Foster’s Charity—the put-upon but endlessly optimistic dance hall hostess whose every romantic relationship ends in tears—is a dazzling creation, filled to the brim with the star’s bottomless well of charisma, pizzazz, charm and spunkiness. She can drop Simon’s sharp one-liners like nobody’s business, she can sing like a dream and her dance moves can put most of her peers to shame. As one example of many, her scintillating tap number during “If My Friends Could See Me Now” is such a show-stopper in every sense that it threatens to topple the tenuous hold Silverman has on the material.
Apparently, Sweet Charity must now be tweaked to make it palatable today: no one would believe such a beguilingly sweet thing as an almost willing doormat for men, so this hopeless romantic has been turned into a slightly more hopeful realist. Foster’s sass is less naïve ingénue and more bruised lover, and the show’s final number has become “Where Am I Going?”, originally sung by Charity before, not after, her final amorous entanglement ends in disappointment.

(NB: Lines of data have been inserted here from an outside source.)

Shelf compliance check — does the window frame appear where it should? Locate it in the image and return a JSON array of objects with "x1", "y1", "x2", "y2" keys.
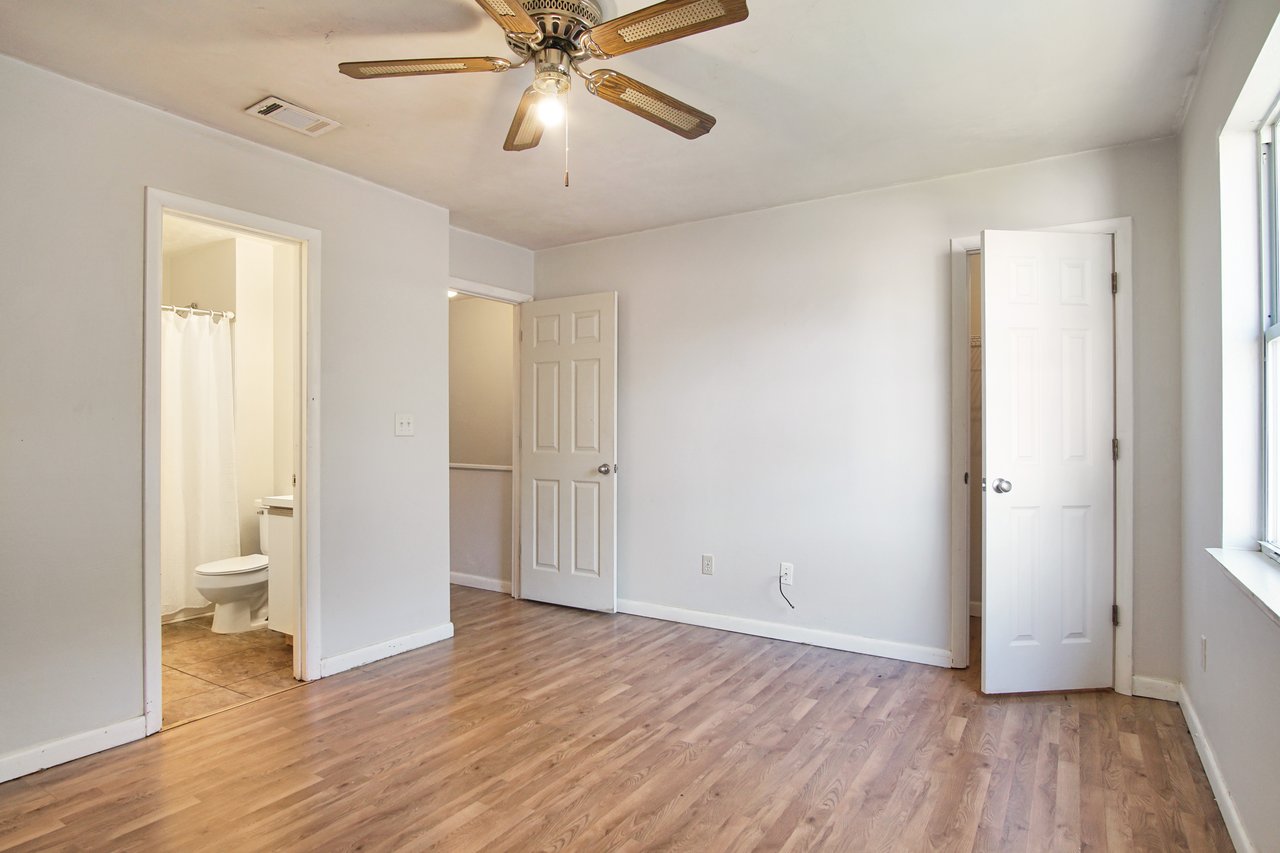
[{"x1": 1258, "y1": 106, "x2": 1280, "y2": 562}]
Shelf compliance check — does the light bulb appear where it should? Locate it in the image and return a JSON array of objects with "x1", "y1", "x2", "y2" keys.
[{"x1": 538, "y1": 95, "x2": 564, "y2": 127}]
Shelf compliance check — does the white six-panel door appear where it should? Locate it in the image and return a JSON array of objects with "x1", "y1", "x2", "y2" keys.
[
  {"x1": 520, "y1": 293, "x2": 618, "y2": 612},
  {"x1": 982, "y1": 231, "x2": 1115, "y2": 693}
]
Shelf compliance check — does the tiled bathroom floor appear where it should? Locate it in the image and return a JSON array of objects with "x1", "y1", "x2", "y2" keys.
[{"x1": 160, "y1": 615, "x2": 298, "y2": 726}]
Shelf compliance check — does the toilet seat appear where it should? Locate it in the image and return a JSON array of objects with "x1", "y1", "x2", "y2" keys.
[{"x1": 196, "y1": 553, "x2": 268, "y2": 575}]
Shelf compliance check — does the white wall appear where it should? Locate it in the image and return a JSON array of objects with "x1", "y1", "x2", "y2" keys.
[
  {"x1": 1180, "y1": 0, "x2": 1280, "y2": 850},
  {"x1": 449, "y1": 228, "x2": 534, "y2": 293},
  {"x1": 536, "y1": 141, "x2": 1180, "y2": 676},
  {"x1": 271, "y1": 245, "x2": 301, "y2": 494},
  {"x1": 0, "y1": 58, "x2": 449, "y2": 758},
  {"x1": 232, "y1": 237, "x2": 275, "y2": 553},
  {"x1": 160, "y1": 237, "x2": 236, "y2": 311}
]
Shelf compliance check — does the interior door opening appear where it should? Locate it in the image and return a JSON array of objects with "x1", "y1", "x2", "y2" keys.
[
  {"x1": 950, "y1": 218, "x2": 1135, "y2": 695},
  {"x1": 965, "y1": 250, "x2": 983, "y2": 674},
  {"x1": 142, "y1": 188, "x2": 320, "y2": 734},
  {"x1": 157, "y1": 211, "x2": 302, "y2": 726},
  {"x1": 449, "y1": 289, "x2": 518, "y2": 593}
]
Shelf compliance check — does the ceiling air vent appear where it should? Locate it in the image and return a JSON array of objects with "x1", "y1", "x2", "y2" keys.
[{"x1": 244, "y1": 96, "x2": 342, "y2": 136}]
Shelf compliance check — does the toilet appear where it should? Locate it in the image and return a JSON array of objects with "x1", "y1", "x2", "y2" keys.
[{"x1": 196, "y1": 511, "x2": 268, "y2": 634}]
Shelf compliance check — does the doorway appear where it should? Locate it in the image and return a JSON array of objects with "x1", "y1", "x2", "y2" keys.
[
  {"x1": 448, "y1": 279, "x2": 532, "y2": 594},
  {"x1": 143, "y1": 190, "x2": 319, "y2": 734},
  {"x1": 951, "y1": 219, "x2": 1133, "y2": 694},
  {"x1": 449, "y1": 279, "x2": 618, "y2": 612}
]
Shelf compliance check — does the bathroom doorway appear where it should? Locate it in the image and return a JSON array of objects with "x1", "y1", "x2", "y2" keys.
[
  {"x1": 448, "y1": 279, "x2": 532, "y2": 597},
  {"x1": 143, "y1": 191, "x2": 319, "y2": 734}
]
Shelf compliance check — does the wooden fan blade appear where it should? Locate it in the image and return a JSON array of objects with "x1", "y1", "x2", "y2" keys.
[
  {"x1": 502, "y1": 86, "x2": 543, "y2": 151},
  {"x1": 588, "y1": 69, "x2": 716, "y2": 140},
  {"x1": 582, "y1": 0, "x2": 748, "y2": 59},
  {"x1": 338, "y1": 56, "x2": 511, "y2": 79},
  {"x1": 476, "y1": 0, "x2": 541, "y2": 41}
]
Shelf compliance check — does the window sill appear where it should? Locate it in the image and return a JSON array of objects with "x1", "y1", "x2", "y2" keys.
[{"x1": 1208, "y1": 548, "x2": 1280, "y2": 625}]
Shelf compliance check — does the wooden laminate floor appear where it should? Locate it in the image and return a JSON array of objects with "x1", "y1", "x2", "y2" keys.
[{"x1": 0, "y1": 588, "x2": 1230, "y2": 852}]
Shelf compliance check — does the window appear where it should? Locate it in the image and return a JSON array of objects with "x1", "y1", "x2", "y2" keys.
[{"x1": 1258, "y1": 114, "x2": 1280, "y2": 550}]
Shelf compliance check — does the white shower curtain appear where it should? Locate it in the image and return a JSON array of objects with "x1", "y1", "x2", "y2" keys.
[{"x1": 160, "y1": 311, "x2": 239, "y2": 615}]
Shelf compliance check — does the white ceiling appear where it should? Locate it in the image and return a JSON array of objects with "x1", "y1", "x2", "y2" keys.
[{"x1": 0, "y1": 0, "x2": 1217, "y2": 248}]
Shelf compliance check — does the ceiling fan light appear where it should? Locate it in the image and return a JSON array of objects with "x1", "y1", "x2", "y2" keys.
[{"x1": 538, "y1": 95, "x2": 564, "y2": 127}]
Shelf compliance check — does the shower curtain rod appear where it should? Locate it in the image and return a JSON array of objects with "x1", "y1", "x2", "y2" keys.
[{"x1": 160, "y1": 302, "x2": 236, "y2": 320}]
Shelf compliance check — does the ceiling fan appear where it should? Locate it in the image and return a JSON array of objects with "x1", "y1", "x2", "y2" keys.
[{"x1": 338, "y1": 0, "x2": 748, "y2": 151}]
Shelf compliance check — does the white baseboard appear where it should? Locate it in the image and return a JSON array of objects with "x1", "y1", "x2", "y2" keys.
[
  {"x1": 618, "y1": 598, "x2": 951, "y2": 667},
  {"x1": 1133, "y1": 675, "x2": 1183, "y2": 702},
  {"x1": 449, "y1": 571, "x2": 511, "y2": 596},
  {"x1": 1172, "y1": 679, "x2": 1258, "y2": 853},
  {"x1": 0, "y1": 717, "x2": 147, "y2": 783},
  {"x1": 320, "y1": 622, "x2": 453, "y2": 678}
]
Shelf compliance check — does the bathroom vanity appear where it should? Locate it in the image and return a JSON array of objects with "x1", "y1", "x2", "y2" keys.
[{"x1": 262, "y1": 494, "x2": 298, "y2": 638}]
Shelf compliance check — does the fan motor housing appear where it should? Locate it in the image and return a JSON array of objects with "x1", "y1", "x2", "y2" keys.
[{"x1": 507, "y1": 0, "x2": 604, "y2": 55}]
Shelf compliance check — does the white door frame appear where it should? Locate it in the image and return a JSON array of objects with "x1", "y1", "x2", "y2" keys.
[
  {"x1": 449, "y1": 277, "x2": 534, "y2": 598},
  {"x1": 142, "y1": 187, "x2": 320, "y2": 735},
  {"x1": 950, "y1": 216, "x2": 1134, "y2": 695}
]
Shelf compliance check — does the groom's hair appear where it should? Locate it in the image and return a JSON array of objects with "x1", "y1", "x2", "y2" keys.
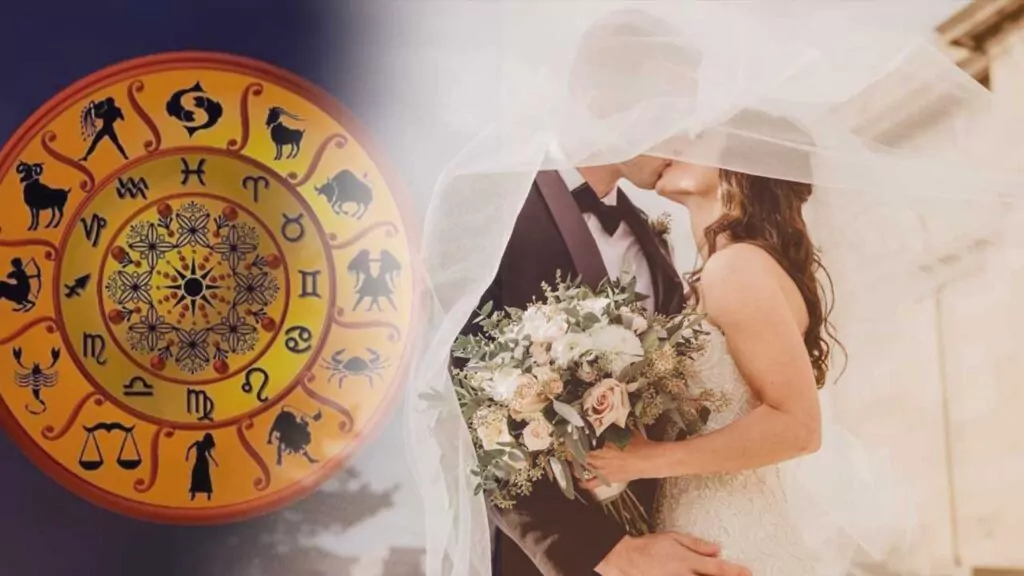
[{"x1": 567, "y1": 8, "x2": 700, "y2": 117}]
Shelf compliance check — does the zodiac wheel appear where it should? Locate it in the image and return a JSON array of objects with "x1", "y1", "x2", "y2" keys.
[{"x1": 0, "y1": 52, "x2": 416, "y2": 524}]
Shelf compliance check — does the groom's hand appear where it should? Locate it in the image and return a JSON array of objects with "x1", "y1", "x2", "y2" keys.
[{"x1": 595, "y1": 532, "x2": 751, "y2": 576}]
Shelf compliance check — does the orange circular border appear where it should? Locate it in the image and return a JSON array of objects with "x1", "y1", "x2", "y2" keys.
[{"x1": 0, "y1": 50, "x2": 422, "y2": 525}]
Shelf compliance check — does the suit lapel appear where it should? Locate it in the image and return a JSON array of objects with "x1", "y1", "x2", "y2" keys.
[
  {"x1": 618, "y1": 190, "x2": 685, "y2": 315},
  {"x1": 537, "y1": 170, "x2": 608, "y2": 288}
]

Such directorial intrusion doesn’t totally destroy the show: Derek McLane’s spare set, Jeff Croiter’s moody lighting, Joshua Bergasse’s serviceable choreography, the solid supporting cast and tight six-piece (all-female!) band contribute to its entertainment quotient. And Silverman knows enough to leave her star front and center, and she makes Sweet Charity as much her own as she did Anything Goes, Violet and The Wild Party. No one can do it all quite like Sutton Foster.
Minnesota native Laura Osnes made her auspicious Broadway debut in 2007’s revival of Grease, then consolidated that with winning turns in shows as varied as South Pacific, Bonnie and Clyde, Cinderella and Bandstand (coming to Broadway in the spring). For her current solo show at 54 Below—which she’s performed several times in the past couple years—she has looked at other musicals which, for various reasons, ended up not panning out for her, under the cute title Laura Osnes: The Roads Not Taken.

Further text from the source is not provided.